Conference:
Special Session on Intelligent Internet of Things Security and Privacy (WISP 2024) at the 21st International Conference on Distributed Computing and Artificial Intelligence (DCAI 2024), 26-28. June 2024, Salamanca, Spain
Authors:
Xanthopoulou G, Siavvas M, Kalouptsoglou I, Kehagias D, Tzovaras D.
Abstract:
Automated classification of software requirements is valuable for software engineering. Recently, Natural Language Processing (NLP) and Machine Learning (ML) techniques have been utilized as an alternative to manual classification of requirements. In this study, we conduct a thorough empirical evaluation of several NLP methods utilized for efficient classification of software requirements.
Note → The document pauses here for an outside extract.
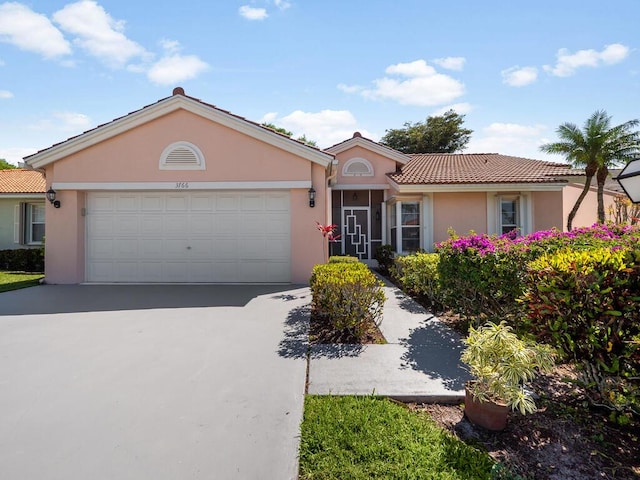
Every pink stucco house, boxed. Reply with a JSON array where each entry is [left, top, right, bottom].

We focus both on the binary classification between functional and non-functional requirements (NFRs), and on the multi-class classification of the NFRs into specific categories, such as security, performance, usability, etc. For this purpose, we collected and enriched a large dataset of labeled software requirements, paying particular emphasis on security-related requirements. A wide range of NLP-based models were constructed and compared, ranging from simple ML models that utilize the Bag-of-Words (BoW) technique for text representation to the more advanced Large Language Models (LLMs) that emerged recently. The results of our analysis demonstrated the ability of all the examined NLP-based models to provide highly accurate requirements classification both at binary and in multi-class setting, with Transformer-based models demonstrating the best predictive performance, thus revealing the benefits of transfer learning.